Mapping the Customer Journey: A 12-Object Schema for Full Lifecycle View
Priya Mehta
Austin, TX. RevOps Brief contributor
The 12-object schema is the answer to a question most RevOps leaders can't answer cleanly: "Show me the complete journey of a customer, from first anonymous visit to multi-product renewal, in a single system view."
Most CRM architectures can't do this because they were designed for Sales and then extended to handle everything else. The result is an Account record carrying data it was never designed to hold.
The Schema
1. Lead — The anonymous or partially-identified entry point. Converted to Contact on L2A match.
2. Account — The legal entity anchor. Parent-child hierarchy lives here. See Unified Account Record.
3. Contact — The individual. Owns communication history. May be associated with multiple Accounts.
4. Opportunity — The commercial event. Line Items attached for multi-product deals.
5. Campaign — The marketing touchpoint record. Powers multi-touch attribution.
6. Engagement — Custom object for meaningful interactions: demos, meetings, key calls. Captures quality, not just channel.
7. Workspace — The product instance. Source of product telemetry via Reverse ETL. See PLG schema design.
8. Subscription — The active contract. ARR, plan tier, billing cadence, seat count, start/end date.

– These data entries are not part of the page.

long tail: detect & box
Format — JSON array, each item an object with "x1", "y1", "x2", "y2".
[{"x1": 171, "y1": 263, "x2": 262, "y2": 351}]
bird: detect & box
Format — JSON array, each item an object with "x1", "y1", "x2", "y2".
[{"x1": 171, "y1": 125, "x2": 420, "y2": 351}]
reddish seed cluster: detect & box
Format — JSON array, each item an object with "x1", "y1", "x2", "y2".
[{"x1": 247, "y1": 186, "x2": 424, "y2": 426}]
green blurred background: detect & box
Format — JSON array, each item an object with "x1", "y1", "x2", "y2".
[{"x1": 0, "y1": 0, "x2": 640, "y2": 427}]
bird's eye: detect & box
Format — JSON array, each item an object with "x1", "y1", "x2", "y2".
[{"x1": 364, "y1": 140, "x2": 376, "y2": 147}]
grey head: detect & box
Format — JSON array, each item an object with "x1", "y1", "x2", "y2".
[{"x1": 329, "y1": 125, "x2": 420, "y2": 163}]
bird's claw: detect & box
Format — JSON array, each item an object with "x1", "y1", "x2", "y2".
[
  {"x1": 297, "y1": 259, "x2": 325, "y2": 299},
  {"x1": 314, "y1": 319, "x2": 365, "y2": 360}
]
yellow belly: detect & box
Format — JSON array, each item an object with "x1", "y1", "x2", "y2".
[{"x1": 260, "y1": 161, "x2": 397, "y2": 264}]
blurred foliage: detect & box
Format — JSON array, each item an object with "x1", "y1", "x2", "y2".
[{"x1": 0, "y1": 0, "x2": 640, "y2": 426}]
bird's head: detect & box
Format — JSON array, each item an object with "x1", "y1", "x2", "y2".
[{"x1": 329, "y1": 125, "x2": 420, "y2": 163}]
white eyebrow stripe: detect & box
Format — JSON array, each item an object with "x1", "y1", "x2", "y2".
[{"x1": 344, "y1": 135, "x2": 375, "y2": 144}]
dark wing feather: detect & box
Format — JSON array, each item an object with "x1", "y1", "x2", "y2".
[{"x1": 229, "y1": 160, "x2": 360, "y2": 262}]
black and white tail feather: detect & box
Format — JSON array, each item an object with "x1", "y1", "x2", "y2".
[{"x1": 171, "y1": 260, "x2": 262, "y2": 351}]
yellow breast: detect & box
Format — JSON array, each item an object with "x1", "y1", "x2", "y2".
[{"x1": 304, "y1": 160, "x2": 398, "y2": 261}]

9. Entitlement — Which features the Account can access. Enables feature-gated expansion triggers.
10. Feedback — NPS, CSAT, and support ticket patterns at the Account level. Feeds the customer health score.
11. Partner — Tracks referral or agency partner relationships for accurate channel attribution.

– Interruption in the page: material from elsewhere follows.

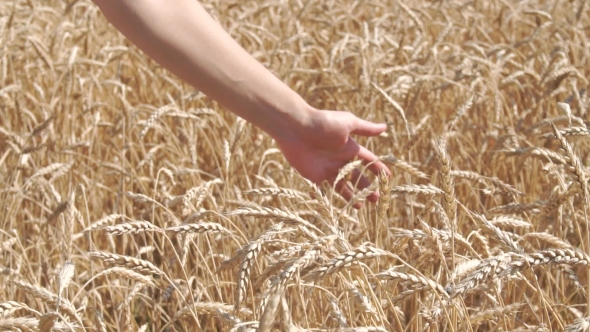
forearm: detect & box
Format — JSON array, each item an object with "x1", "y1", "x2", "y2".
[{"x1": 94, "y1": 0, "x2": 311, "y2": 137}]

12. Renewal — A distinct Opportunity type for the recurring commercial event, with expansion, contraction, and risk indicators.
Why 12 Objects?
Each represents a distinct relationship type with its own lifecycle, owners, and operational logic. Collapsing them destroys your ability to query and automate them independently. With this schema, you can answer: "Which acquisition channel produces the highest-retention, highest-expansion customers?" Without it, that's a hypothesis. With it, it's data.